ROTA Reaches Hamilton

12 Lawrentians attended a performance of Hamilton: An American Musical at The Kimmel Center’s Forrest Theatre in Philadelphia this past Sunday at 7:00 PM.

12 Lawrentians attended a performance of Hamilton: An American Musical at The Kimmel Center’s Forrest Theatre in Philadelphia this past Sunday at 7:00 PM. The trip was coordinated by the School’s Reach Out to the Arts Program (ROTA), which strives to “expose students to world-renowned art and inspire students to be art lovers and make [art] a part of their lives,” according to program coordinator English Master Marta Napiorkowska.

Although the ROTA program has been running for close to 30 years, Napiorkowska began coordinating the ROTA program four years ago after inheriting the program from former History Master John Sauerman H’84. Since then, she has expanded ROTA to encompass a greater variety of the arts through trips to local art museums, theatrical plays, and dance performances. While Napiorkowska must work with a budget and limited number of calendar dates, she strives to find more opportunities that appeal to a broader range of students, not just those who are interested in musicals.

“Great art has the potential to elevate us beyond our everyday cares and the world’s troubles. For Lawrenceville students, being in the presence of great art is enriching to their beings in ways that they don’t often come across during the grind of the school day or school week,” she said.

Hamilton tells the story of America’s Founding Father Alexander Hamilton. With a score composed by Lin-Manuel Miranda, the music incorporates hip-hop, jazz, blues, rap, and R&B. Since its Broadway debut in August 2015, Hamilton has won 11 awards at the 2016 Tony Awards in addition to recieving both the 2016 Grammy Award for Best Musical Theater Album and the 2016 Pulitzer Prize for Drama.

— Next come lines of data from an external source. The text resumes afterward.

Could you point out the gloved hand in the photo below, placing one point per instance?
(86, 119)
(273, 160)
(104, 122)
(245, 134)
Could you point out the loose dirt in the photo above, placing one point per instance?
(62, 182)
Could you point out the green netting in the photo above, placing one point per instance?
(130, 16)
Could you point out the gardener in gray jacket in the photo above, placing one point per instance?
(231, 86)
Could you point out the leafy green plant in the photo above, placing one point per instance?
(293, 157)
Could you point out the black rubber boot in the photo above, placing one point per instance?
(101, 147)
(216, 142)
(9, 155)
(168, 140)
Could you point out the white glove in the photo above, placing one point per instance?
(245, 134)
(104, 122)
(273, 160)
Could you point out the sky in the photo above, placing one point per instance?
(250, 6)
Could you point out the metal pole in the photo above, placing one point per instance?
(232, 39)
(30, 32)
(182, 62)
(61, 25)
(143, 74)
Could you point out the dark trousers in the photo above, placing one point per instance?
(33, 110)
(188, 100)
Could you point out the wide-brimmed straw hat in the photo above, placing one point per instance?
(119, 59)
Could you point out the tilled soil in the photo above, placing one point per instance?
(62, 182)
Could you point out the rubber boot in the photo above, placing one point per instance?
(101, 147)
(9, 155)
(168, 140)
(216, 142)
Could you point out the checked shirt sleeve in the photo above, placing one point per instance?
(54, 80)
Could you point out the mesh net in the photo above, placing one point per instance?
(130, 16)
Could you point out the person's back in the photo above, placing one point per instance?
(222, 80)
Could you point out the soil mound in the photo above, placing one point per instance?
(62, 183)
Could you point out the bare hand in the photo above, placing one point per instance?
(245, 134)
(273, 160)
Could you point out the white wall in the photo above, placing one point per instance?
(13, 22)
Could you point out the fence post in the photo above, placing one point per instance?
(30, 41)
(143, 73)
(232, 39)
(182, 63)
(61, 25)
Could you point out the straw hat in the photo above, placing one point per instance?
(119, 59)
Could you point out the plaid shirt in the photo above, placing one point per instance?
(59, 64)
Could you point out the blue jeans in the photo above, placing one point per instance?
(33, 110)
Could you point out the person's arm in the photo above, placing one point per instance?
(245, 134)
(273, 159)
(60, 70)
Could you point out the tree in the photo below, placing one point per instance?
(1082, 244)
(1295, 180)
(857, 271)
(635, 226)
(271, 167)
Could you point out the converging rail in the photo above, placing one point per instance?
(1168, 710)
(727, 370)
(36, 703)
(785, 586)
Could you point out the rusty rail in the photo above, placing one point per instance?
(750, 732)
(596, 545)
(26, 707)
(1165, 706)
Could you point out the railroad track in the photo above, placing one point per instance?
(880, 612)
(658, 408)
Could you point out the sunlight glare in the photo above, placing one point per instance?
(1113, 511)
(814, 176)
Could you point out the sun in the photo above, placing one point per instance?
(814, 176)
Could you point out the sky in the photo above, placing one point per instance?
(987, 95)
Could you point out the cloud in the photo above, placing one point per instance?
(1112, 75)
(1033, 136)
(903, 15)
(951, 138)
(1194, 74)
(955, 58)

Mackenzie Bunnell ’21 has been an avid fan of the musical for a long time, and she enjoys listening to the soundtrack with her family. On her experiences watching Hamilton, Bunnell said, “It completely lived up to my expectations. One thing I find really special about Hamilton is how there’s barely any dialogue—most of the show is just the music.”

Bunnell connected the musical to what she has been learning in her Honors United States History class. She believes that Hamilton’s relevance to her course load is “really fun and beneficial” to her learning.

When she first heard that she had been selected to watch the show, attendee Allison Williams ’21 was “really happy and excited.”

On her overall impressions of the show, Williams said, “It was really cool to see the music and actors come to life through each of the director’s choices—[these choices] make a scene totally different [...] The actors were so talented [...] Even the scenery, stage, and lights were incredible,” she said.